The history of the criminalization of marijuana is replete with:

1.Racism
2.Protection of corporate profits
3.Mainstream media
4.Ignorant and incompetent Legislators - not to mention corrupt
5.Good old fashioned greed

For most of history, pot has been legal. It wasn't recently discovered - documented use goes back over before 8,000 BC and it was legal in the early 1900ss when Ronald Reagan was a kid growing up in Dixon, Illinois.

Marijuana - or hemp - has a wide range of uses. The earliest known cloth was hemp and the plant has been utilized for food, incense, cloth, rope and more. The plant was well known in America since the early 1600s, but the public didn't become aware of hemp as a recreational drug until 300 years later.

America's first marijuana law was written at Jamestown, Virginia in 1619. The law commanded all farmers to grow hemp and for the next two centuries, a farmer could be jailed for not growing hemp during shortages.Hemp was such a crucial crop that the government wanted to promote and encourage its growth, and people responded. In the census of 1850, over 8300 hemp plantations were counted.

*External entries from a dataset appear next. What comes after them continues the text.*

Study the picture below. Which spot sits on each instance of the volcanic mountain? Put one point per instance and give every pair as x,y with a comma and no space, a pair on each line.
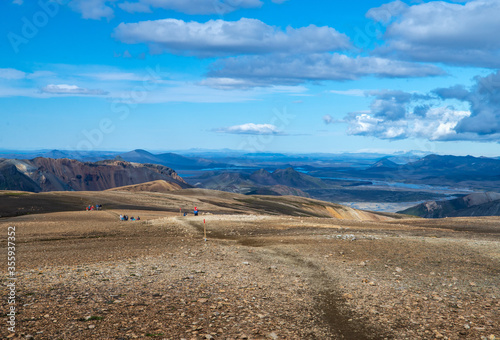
47,174
169,159
280,182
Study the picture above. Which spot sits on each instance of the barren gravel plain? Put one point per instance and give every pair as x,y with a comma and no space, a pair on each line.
271,268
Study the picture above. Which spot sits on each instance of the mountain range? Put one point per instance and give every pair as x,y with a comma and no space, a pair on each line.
477,204
47,174
279,182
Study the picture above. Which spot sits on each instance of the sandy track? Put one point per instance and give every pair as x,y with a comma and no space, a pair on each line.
88,275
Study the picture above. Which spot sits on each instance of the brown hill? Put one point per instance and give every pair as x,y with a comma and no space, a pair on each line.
47,174
154,186
216,202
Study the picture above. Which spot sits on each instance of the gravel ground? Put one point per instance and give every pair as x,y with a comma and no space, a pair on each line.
86,275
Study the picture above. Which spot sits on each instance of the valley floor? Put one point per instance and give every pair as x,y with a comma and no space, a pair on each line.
87,275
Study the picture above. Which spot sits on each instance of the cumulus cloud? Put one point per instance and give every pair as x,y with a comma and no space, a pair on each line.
191,6
65,89
437,31
397,114
251,129
437,124
294,69
220,38
484,101
93,9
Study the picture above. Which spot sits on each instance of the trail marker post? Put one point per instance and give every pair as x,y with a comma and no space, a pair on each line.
204,230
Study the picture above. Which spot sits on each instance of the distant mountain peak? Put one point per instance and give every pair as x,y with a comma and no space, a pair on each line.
384,163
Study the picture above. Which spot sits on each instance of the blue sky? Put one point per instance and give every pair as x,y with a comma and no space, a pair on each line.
256,75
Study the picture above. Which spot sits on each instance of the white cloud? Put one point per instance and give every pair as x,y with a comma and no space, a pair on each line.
65,89
191,6
353,92
248,71
438,124
93,9
251,129
115,76
458,34
484,101
219,37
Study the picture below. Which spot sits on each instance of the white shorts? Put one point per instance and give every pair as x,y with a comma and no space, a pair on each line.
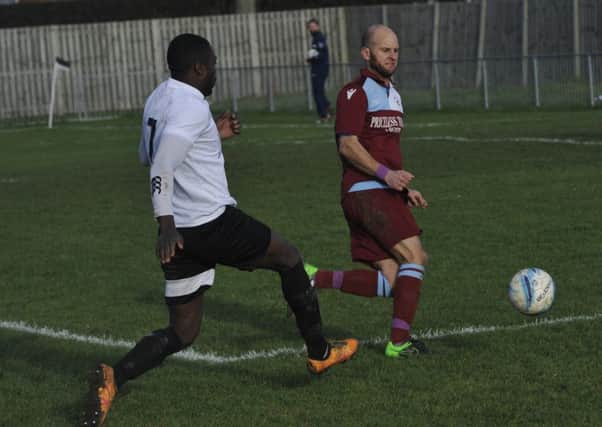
189,285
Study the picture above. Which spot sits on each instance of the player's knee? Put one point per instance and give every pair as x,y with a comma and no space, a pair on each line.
418,256
187,330
287,257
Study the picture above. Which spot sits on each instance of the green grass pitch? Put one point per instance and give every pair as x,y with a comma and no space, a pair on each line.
506,191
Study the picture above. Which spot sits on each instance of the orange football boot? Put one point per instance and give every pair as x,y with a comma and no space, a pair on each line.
102,393
340,352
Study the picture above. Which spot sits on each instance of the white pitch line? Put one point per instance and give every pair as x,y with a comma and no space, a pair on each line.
214,358
569,141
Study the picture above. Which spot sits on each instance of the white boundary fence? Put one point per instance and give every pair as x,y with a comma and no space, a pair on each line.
116,64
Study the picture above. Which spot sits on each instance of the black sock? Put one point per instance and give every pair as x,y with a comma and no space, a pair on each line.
148,353
303,301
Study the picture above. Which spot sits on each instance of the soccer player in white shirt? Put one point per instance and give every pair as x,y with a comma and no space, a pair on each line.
200,226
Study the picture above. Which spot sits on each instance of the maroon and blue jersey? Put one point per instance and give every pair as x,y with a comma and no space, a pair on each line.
372,110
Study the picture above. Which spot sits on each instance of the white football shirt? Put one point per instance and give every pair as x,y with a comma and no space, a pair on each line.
180,141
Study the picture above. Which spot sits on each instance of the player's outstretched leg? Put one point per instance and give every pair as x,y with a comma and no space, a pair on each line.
284,258
149,352
406,298
364,283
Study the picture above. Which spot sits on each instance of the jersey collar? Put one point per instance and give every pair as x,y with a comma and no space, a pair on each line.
185,86
367,73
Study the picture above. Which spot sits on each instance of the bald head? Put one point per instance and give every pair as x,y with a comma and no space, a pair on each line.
380,50
375,34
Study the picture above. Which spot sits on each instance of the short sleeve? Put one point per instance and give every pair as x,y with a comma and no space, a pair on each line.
351,111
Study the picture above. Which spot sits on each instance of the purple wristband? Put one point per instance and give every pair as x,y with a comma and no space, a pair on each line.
382,171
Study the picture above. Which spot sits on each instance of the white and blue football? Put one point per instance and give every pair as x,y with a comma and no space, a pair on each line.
532,291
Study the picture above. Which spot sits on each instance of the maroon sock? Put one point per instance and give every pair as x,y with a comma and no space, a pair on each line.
357,282
405,301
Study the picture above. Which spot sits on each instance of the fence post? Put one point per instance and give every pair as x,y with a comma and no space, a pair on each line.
234,89
436,20
343,35
310,105
437,88
525,43
254,43
481,44
271,104
485,85
577,38
536,81
590,72
385,19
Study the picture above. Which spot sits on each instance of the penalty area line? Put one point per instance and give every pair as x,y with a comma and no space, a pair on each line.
214,358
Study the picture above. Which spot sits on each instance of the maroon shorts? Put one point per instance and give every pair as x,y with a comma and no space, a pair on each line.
378,220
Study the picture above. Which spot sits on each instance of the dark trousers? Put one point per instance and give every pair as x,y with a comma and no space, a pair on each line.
318,80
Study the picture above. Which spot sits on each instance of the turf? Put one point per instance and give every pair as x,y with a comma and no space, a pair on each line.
506,191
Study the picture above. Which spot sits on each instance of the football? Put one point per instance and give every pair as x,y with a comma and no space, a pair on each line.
532,291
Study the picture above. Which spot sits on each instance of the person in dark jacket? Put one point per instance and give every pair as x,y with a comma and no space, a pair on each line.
318,60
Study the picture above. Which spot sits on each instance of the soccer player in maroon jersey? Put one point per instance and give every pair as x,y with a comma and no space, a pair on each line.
375,193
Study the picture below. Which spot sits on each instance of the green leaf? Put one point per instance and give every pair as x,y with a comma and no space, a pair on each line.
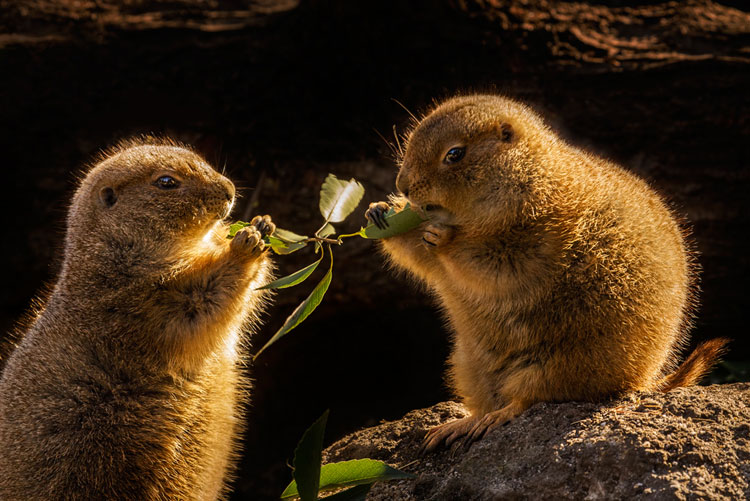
347,473
282,247
288,236
304,309
327,231
398,222
295,278
235,227
339,198
307,457
358,493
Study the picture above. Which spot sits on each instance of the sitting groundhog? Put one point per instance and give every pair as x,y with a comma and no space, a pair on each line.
563,276
126,385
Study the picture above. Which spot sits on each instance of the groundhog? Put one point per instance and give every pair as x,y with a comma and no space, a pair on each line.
562,275
127,383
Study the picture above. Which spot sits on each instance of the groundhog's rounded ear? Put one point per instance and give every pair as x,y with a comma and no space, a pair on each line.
506,132
107,196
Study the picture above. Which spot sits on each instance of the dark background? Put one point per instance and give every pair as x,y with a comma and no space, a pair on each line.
283,92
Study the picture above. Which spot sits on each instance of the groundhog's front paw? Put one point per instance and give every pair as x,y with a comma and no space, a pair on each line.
248,242
264,225
376,214
436,234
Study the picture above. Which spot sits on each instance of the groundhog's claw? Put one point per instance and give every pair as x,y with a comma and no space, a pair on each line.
376,214
437,234
248,241
264,225
447,433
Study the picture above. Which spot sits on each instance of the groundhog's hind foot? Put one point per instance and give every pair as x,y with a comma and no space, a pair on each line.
493,420
447,433
376,214
468,430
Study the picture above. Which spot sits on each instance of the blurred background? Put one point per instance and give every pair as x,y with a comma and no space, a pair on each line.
283,92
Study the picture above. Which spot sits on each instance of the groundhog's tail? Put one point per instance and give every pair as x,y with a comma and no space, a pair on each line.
697,365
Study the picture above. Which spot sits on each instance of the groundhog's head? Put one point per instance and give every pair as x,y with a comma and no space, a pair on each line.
475,159
157,196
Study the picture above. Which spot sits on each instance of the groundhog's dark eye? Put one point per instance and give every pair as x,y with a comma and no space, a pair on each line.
454,155
166,182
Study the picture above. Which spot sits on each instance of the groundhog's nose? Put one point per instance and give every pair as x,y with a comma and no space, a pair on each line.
402,184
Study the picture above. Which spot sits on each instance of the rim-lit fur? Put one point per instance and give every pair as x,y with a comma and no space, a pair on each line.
127,382
562,275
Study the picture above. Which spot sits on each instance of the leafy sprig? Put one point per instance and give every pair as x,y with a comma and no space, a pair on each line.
338,199
310,478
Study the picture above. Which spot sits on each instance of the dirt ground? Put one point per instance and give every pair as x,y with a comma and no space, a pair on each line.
692,443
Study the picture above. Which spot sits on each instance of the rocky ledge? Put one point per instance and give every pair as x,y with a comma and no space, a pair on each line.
691,443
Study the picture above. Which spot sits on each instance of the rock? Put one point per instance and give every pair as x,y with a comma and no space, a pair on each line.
691,443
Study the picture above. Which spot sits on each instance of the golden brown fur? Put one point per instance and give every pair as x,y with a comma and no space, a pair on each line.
563,276
127,383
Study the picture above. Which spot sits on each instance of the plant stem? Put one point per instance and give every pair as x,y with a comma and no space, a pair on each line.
322,239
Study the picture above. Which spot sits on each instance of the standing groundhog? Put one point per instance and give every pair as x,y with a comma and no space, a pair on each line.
563,276
126,385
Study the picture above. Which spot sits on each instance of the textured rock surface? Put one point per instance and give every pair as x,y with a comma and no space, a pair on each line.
693,443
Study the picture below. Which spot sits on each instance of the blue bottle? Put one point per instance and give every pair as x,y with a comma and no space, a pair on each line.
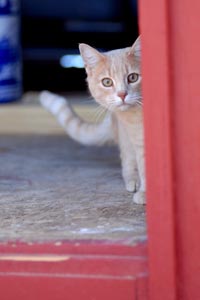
10,51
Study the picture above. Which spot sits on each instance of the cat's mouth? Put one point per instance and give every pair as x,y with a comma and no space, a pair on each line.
127,104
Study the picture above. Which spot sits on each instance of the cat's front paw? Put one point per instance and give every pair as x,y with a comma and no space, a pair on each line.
132,185
139,197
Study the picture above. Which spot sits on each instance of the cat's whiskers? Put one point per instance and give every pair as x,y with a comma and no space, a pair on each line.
98,114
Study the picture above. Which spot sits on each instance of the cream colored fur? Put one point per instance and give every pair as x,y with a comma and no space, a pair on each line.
122,99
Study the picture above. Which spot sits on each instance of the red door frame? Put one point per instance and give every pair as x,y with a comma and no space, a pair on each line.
171,87
92,270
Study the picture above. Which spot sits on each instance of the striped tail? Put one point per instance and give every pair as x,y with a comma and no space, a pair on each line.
79,130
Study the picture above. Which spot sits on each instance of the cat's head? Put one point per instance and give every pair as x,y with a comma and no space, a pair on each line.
114,77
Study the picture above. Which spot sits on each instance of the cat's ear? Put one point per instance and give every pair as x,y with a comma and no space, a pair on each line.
90,56
136,48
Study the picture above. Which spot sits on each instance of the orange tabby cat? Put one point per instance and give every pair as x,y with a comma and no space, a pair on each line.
114,79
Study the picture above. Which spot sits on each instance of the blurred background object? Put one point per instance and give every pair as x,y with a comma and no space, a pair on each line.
10,51
52,30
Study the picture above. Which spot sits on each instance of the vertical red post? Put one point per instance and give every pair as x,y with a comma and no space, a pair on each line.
171,85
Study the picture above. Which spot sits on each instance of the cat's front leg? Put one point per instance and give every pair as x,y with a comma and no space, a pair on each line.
140,196
130,173
129,162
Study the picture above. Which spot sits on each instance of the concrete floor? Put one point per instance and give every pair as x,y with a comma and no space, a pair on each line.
52,188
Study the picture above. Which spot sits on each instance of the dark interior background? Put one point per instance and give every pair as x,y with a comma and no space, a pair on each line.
52,28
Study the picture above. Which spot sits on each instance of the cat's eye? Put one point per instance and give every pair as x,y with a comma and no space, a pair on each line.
107,82
133,77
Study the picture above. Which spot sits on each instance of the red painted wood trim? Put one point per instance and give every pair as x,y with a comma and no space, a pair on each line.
171,72
157,92
73,270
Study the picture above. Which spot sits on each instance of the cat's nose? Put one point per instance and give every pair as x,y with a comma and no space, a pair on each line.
122,95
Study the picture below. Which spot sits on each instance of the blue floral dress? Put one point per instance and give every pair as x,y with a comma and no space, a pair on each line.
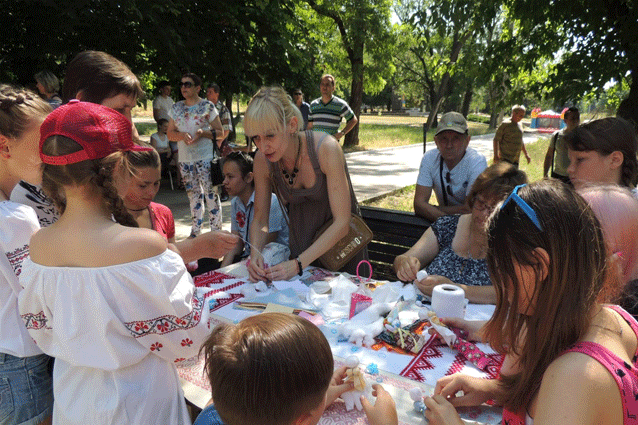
447,263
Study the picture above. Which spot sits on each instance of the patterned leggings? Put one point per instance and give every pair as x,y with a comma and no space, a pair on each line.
197,182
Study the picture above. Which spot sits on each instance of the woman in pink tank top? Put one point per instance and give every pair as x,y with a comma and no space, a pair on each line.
569,359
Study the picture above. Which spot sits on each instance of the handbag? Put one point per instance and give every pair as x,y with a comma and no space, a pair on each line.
358,237
216,174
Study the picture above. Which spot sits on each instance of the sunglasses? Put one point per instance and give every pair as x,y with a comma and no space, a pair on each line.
529,212
448,188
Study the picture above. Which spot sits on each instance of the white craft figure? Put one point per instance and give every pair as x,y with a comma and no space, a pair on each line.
417,397
354,375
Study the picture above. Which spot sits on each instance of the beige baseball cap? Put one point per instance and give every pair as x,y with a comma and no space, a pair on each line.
452,121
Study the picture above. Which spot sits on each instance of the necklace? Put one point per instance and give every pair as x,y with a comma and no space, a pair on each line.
141,209
468,255
291,176
617,332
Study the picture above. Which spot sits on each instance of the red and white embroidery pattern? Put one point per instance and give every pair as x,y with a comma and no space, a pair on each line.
169,323
16,257
35,321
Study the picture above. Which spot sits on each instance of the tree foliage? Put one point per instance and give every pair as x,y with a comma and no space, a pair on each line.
365,34
596,42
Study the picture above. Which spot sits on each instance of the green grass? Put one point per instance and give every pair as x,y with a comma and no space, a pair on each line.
403,199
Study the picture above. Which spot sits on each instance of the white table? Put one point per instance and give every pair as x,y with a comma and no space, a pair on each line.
428,366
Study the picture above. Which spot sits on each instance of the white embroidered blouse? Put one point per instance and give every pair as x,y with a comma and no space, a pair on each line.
116,333
17,224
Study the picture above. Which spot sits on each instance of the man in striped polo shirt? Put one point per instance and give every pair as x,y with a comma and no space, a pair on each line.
327,111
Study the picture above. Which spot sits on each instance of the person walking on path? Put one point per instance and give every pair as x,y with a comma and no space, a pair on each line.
191,126
327,111
508,141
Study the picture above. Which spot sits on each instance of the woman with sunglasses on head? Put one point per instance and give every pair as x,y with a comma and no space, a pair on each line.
571,359
575,357
453,250
308,170
194,125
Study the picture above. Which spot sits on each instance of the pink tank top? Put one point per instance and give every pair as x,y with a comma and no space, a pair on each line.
626,375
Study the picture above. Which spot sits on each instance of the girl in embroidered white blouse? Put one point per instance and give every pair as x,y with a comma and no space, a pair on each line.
25,372
107,299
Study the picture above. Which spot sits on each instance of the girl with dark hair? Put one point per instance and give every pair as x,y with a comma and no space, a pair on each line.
603,151
453,249
195,126
571,358
107,299
25,372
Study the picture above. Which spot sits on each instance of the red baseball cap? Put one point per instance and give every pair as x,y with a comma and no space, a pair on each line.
100,131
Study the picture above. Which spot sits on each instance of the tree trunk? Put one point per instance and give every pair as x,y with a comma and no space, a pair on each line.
628,108
232,136
467,100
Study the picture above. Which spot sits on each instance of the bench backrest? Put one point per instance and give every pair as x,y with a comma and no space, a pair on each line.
394,232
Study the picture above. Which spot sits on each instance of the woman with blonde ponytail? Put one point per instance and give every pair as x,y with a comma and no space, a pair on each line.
106,298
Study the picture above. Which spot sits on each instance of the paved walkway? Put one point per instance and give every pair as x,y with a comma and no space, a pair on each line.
373,173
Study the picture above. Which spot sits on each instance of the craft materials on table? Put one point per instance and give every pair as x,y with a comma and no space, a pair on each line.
329,301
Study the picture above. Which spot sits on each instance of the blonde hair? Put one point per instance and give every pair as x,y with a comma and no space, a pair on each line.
268,369
271,108
97,174
566,289
617,211
518,108
18,108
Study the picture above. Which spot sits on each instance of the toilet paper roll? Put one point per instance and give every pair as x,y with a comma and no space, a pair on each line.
448,301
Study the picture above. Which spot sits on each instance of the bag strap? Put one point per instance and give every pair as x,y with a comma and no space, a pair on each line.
284,211
442,184
554,138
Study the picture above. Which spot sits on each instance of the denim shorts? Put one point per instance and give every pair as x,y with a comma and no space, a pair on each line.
26,389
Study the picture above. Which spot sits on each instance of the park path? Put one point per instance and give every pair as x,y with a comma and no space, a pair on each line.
373,173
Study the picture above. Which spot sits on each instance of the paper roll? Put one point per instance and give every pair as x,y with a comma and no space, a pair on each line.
448,301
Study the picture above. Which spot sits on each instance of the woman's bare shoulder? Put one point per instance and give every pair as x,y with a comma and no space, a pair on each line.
115,245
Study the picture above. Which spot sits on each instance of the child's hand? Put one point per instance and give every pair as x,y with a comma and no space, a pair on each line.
440,411
384,411
476,391
337,386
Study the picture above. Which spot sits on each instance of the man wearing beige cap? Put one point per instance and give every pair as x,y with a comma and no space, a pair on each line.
450,170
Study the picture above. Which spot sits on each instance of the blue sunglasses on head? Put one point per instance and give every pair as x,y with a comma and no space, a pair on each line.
529,212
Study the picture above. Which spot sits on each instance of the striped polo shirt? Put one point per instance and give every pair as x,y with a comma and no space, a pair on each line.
326,117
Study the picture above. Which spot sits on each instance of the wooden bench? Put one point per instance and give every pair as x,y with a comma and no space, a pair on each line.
394,232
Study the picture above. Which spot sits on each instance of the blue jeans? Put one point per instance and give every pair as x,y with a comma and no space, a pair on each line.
26,389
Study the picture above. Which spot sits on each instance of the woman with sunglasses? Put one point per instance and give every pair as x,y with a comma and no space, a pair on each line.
194,125
308,170
453,249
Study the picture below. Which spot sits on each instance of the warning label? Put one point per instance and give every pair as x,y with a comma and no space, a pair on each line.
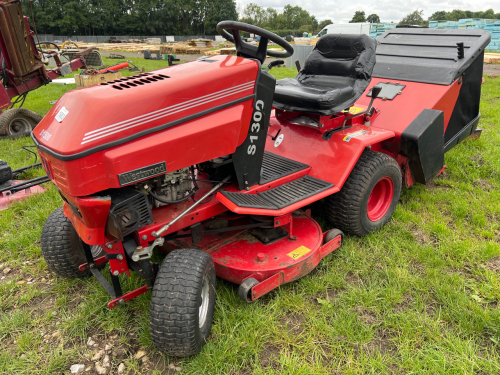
348,137
299,252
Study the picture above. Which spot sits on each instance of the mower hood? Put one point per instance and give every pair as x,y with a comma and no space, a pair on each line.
91,119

In the early 1900s, things started to change. During the Mexican revolution in 1910, American General Pershing went to the border to fight with Pancho Villa. Later in the same few years, small farmers started to resent the large farms that used cheaper Mexican, immigrant labor. Then the depression piled on and tensions increased as jobs and resources for welfare became scarce.

Marijuana was seen as the principle means of recreation by the Mexican immigrants. Legislators, tired of constituents yelling for them to do something, started looking at outlawing marijuana, a distinctively anti-Mexican and xenophobic act.

Swiftly, state legislatures followed suit as the medical field entered the fray with claims that marijuana would turn Mexicans - and later, in the 50s, African Americans - into drug-ravenous, sex-crazed monsters. The media, led by William Randolph Hearst, wanted to sell more newspapers, so they gleefully smacked their hands together and pumped the stories about marijuana-fueled mobs, rapes, wanton killings and other non-sense. The result? More papers flew out the door, publishers got richer, legislators were bribed to further tighten the laws and marijuana, as a no-no, entered history in America as a drug to be avoided, at all costs.

Marijuana has been an illegal drug for less than 1/10th of one percent of the total time it has been used by humans. The pendulum - and common sense - appear to be swinging in the other direction after decades of idiocy. But who knows precisely what will happen if a cop pulls you over and busts you for possession.